Welcome to our What is… series,
where we turn technical jargon into plain English.
SPF is short for Sender Policy Framework.
SPF allows an organisation to make a public declaration about which servers are authorised to send email on its behalf, thus – in theory – making phishing emails from imposters easier to spot.
Creating bogus emails is, unfortunately, very easy: when I send you an email, I can identify myself however I wish, using special email headers known as Originator Fields, for example:
From: Paul Ducklin <firstname.lastname@example.org> Sender: Paul Ducklin <email@example.com> Reply-to: Paul Ducklin <firstname.lastname@example.org>
These headers are entirely up to me – they’re sent just in front of the actual content of the message – so I can claim to have any name I want, and an email address at any company I like, to give myself an air of legitimacy I don’t deserve.
For example, if I know you’ve recently bought products from a company called Big Corp, and I know by looking on Big Corp’s website that the sales manager in your region is Steve Meone, I could adjust my email headers to look like this:
From: "S. O. Meone" <email@example.com> To: Your Name Here <firstname.lastname@example.org> Dear Your Name, As an existing customer, you'll be delighted to know that one of our partners is currently offering 25% off next year's subscription: [. . . bogus web link here . . .] Best regards, Steve Meone
If this message reaches your inbox, it will look much more believable than a spam sent via a free webmail service, or from a company or country you’ve never heard of.

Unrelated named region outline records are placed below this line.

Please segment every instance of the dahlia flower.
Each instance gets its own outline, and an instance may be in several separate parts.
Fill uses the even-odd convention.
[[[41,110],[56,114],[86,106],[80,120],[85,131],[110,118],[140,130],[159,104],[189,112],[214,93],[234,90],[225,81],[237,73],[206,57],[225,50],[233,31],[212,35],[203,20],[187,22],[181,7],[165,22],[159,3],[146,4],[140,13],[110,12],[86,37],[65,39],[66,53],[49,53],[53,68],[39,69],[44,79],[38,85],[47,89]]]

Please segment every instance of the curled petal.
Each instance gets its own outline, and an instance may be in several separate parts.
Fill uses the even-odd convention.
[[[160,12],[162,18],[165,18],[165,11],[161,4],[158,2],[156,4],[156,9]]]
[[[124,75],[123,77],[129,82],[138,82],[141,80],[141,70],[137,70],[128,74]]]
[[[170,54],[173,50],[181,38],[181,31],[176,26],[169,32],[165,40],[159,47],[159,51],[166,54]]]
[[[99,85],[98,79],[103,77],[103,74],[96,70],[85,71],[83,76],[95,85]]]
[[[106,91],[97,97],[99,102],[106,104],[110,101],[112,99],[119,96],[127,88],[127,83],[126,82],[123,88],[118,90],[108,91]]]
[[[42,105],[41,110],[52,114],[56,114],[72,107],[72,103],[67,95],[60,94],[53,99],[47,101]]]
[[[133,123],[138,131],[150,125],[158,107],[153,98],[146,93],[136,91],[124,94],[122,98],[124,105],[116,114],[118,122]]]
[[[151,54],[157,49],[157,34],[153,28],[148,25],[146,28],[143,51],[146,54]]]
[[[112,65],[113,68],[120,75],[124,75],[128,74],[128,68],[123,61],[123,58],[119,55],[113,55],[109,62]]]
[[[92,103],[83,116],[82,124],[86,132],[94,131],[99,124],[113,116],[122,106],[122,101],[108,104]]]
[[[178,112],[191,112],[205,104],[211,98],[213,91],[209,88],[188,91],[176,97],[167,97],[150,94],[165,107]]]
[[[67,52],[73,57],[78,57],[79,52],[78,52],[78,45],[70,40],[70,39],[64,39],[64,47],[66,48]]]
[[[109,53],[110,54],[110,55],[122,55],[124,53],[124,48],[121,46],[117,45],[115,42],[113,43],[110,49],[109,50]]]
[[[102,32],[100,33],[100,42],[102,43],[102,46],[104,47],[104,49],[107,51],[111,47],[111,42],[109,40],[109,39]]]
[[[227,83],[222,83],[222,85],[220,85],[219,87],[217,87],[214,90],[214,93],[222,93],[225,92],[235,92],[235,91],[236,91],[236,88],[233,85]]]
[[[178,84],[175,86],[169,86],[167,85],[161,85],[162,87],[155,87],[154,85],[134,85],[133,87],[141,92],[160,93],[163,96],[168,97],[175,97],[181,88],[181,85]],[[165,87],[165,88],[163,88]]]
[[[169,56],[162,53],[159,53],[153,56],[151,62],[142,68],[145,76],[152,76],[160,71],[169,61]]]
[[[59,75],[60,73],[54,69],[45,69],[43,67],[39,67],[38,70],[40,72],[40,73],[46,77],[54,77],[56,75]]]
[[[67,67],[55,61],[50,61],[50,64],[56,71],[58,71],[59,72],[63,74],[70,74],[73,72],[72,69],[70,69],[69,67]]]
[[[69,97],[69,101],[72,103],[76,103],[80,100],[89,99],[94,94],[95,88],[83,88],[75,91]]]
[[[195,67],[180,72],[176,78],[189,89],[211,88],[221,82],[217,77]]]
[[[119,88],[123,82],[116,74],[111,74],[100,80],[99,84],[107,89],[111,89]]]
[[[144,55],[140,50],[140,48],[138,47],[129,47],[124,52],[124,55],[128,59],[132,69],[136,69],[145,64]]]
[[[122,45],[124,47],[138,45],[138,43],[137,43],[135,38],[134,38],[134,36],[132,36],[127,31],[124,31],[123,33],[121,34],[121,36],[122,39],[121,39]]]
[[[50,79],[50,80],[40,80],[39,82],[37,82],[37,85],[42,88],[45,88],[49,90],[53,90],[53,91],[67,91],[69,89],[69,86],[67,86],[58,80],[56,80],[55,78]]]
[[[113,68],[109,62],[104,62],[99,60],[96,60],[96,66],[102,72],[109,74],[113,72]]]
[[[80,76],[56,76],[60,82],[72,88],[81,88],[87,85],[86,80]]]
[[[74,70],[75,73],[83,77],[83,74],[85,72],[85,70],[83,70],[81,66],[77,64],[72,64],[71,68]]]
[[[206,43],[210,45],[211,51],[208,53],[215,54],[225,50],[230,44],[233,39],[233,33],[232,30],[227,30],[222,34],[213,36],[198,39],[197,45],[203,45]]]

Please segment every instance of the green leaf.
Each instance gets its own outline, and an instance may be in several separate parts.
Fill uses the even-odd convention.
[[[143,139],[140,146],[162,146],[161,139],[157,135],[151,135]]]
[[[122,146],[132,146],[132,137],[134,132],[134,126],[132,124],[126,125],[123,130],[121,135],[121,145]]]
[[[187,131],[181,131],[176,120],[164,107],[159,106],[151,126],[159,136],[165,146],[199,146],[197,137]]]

This trick is known as spoofing.
So, SPF allows your email server to ask the internet, “Where is email claiming to be from
bigcorp.example supposed to originate?”
By checking that emails came from authorised sending servers before accepting them in the first place, your own email gateway can throw away spoofed messages that are pretending to be from companies that didn’t send them .
If you know up front that an email came from an imposter, you don’t need to waste time examining the email and its attachments for spam, phishing, malware or other cybercriminality – you can discard it immediately.
Pros of SPF
- SPF checks are quick and easy, and can speed up the process of blocking spam.
- Publishing proper SPF data for your own organisation shows that you care about security.
Cons of SPF
- Many companies have missing, incomplete or inaccurate SPF data, which reduces the effectiveness of the system.
- Being strict about SPF checking may stop you receiving emails from some customers and prospects.